The thesis has attracted funding for startups such as Trackk, which has raised nearly $5 million since last year from investors including Lightspeed, and Sahi, which recently secured a $33-million Series B round led by investors including Elevation Capital and Accel.
The broking industry has undergone multiple shifts over the past decade. Zerodha popularised low-cost trading, while Groww expanded participation among first-time digital investors. Players such as Upstox, 5paisa and Dhan built scale by targeting specific customer segments, while traditional brokerages upgraded their digital offerings.
Access Problem Solved
Investors now say that most platforms have solved the problem of opening accounts and executing trades, leaving a larger opportunity around investor discovery, education and decision-making.
“None of the firms are directly catering to the next 50 million investors who will join the markets over the coming decade,” Romit Mehta, partner at Lightspeed, said. “They will need handholding, more education and, being used to global best, they will need a platform that feels like it is built for them versus feeling legacy.”

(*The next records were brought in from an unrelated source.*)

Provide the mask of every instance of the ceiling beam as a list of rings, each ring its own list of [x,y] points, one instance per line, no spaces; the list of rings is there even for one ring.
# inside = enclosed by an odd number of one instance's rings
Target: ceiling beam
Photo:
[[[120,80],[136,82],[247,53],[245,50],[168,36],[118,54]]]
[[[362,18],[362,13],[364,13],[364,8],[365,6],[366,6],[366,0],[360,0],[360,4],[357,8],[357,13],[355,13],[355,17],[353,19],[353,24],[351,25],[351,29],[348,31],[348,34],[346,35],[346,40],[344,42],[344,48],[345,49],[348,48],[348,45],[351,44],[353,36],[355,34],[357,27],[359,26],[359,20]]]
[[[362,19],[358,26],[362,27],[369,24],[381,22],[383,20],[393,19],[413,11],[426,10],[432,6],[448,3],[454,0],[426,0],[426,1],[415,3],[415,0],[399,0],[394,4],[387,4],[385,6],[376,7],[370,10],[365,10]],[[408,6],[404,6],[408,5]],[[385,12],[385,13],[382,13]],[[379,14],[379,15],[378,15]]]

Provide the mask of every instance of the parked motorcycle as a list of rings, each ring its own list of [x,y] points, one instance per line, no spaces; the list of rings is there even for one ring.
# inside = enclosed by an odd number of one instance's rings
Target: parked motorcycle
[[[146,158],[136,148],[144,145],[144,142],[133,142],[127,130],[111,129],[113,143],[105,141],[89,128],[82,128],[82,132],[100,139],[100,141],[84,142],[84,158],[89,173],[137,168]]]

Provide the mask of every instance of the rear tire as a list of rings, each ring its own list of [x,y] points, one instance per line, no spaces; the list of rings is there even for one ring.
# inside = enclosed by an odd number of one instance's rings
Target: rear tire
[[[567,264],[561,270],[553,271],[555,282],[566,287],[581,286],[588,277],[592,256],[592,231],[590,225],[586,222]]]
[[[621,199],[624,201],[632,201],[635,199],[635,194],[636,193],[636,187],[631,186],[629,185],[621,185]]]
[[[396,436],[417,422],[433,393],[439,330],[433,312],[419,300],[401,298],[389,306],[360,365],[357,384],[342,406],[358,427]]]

Mumbai-based Trackk is targeting younger investors. Founded by 22-year-old Vedant Gupte, the platform says about 90% of its users are between 18 and 25 years old and it has registered nearly 200,000 sign-ups ahead of a wider rollout planned next week.
Gupte said the industry’s focus so far has largely been on making investing easier, while helping users identify investment opportunities remains a relatively under-served area. The company’s “Opinions” feature links user responses to popular culture and current events with historical stock market performance to introduce investing concepts.
The focus on solving a specific user problem creates room for new entrants even in a crowded market, investors said. Mehta pointed to the success of Groww among first-time investors and Dhan among active traders as evidence that specialised products can still gain traction.
AI Supercharging the Stack
Elevation Capital sees a similar opportunity through artificial intelligence. Vaas Bhaskar, partner at the firm, said incumbent brokerages have largely addressed market access but not the challenge of helping retail investors decide what to trade or invest in.
“The last few years have seen profound shifts in DPI, broker-side infrastructure and mobile user experience (UX), and AI now supercharges the entire stack,” Bhaskar said.
Founded in 2023 by former Swiggy CTO Dale Vaz and others, Sahi is focused on active retail traders and offers integrated charting, analytics and execution tools. The company estimates that it accounts for around 3% of retail options trading volumes. Since launching in January 2025, it has onboarded nearly 400,000 demat accounts and scaled to more than one million trades a day.
The investments suggest that while the broking market may appear crowded, investors still see room for platforms that cater to distinct user groups and use new technologies to address gaps beyond basic trading access.